I can see the Wall more clearly these days and it is beginning to unnerve me. At one time the Wall was far off in the distance and hard to see. If I bothered to look at all I had to be drunk, melancholy, stupid, or all of the above. I had to squint and make a grand show of it. I was young and the Wall I was seeing was the bullshit thinking of a young man with too much responsibility.
The Wall was real because I was a young man dealing with human conditions I had no business fooling with. At age 20 I was the head nurse of the intensive care unit at New York University Hospital. I was in charge of the medical ICU while my major goal in life was to drink and get laid after work while living in Manhattan. The people laying in beds, called patients, were just distractions. I did not see them as real. I thought the patients simply checked into the critical care unit as hopeless medical clumps of problems and not people. It would take me years to figure out that I was a fool in charge of a circus. A ringmaster without a clue in the world how to control the lions or the clowns. I had accepted a ticket to the circus without ever having been to one.
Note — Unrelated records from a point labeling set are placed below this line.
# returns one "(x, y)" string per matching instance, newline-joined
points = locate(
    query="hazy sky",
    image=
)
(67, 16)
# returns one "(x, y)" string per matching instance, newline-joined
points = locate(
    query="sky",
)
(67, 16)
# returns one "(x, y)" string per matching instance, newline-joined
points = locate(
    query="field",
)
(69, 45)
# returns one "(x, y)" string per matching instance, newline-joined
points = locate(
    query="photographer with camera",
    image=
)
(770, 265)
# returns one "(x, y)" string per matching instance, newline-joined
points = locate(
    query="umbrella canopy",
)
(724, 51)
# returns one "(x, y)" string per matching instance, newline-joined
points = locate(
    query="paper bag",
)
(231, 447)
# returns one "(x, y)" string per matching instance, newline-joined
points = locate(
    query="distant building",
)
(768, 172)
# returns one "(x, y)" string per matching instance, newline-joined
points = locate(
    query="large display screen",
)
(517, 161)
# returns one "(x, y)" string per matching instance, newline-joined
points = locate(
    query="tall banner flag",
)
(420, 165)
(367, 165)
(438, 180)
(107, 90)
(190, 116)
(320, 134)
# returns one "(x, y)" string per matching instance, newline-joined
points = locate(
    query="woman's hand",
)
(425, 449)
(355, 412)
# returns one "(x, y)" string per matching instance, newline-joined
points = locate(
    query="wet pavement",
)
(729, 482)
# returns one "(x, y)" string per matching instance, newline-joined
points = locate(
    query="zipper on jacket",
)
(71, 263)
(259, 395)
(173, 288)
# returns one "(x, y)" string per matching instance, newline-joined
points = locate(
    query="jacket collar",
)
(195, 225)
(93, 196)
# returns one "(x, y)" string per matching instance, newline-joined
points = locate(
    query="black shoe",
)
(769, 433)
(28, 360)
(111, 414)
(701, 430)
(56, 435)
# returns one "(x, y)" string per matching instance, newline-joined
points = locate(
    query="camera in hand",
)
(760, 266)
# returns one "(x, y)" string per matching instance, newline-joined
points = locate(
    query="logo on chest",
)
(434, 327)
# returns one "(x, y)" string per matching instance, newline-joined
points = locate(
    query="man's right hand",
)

Now time is different and so is the Wall. I see it clearly. It becomes more visible daily and it is no longer far off in the distance. The Wall is getting closer to my hitting it every day. At first coming to the conclusion that hitting the Wall was in my near future did not bother me. However, as time soldiers on I find the Wall to be truly frightening. A looming reminder this game can be over anytime.
I am not just talking about getting older. Older is older and that is just life. But I am a man with AIDS, severe pain, recovering from addiction, and way too many “fill in the blank” diseases bringing me closer to the Wall. This takes my breath away. I was once a clinical warrior in the fight against HIV; some would even say a general in the struggle. But has time has marched on so has my health. I sometimes look into the future and all I can see is the Wall. It is solid and steadfast. I know it will not bend anymore. Cracks in the wall are no longer for me to escape through, but they are there to crumble on impact.
There are times when I wonder what will happen to me. When I get full of myself I wonder what will happen to all my patients. I know my patients will be okay, but I am not sure about me. I am coming to an end. This I know is real. I can feel it. The virus I have been treating and fighting for the last 30 years is dismantling my body and life. Pain is no longer a tolerable companion but a fearless enemy that stabs me every minute of the day. I am slowing down. I am approaching the Wall steadily.
So here I am at the end of my clinical career and I am lost. I do not know what to do. All I know is that I can no longer keep up the physical pace that is demanded. I am crumping. I don’t want to fall down, but gravity does what gravity does. I am being pulled down.
Here is what is frustrating about my issue with approaching the Wall. No one will take me seriously. I look good - great even. I have muscle. I am smart. I push myself through. People can and do count on me. But my bones are raging a new song. They are screaming that slowing down is something that HAS to happen. It is no longer a choice. I am a man weakening with little choices or skills.
I know many other people with HIV feel the same way. We all stand around and try not to look at each other like strangers at cocktail party. I shuffle my feet and wonder what will happen. Then I glance up and see the Wall and know I will likely he hitting it soon.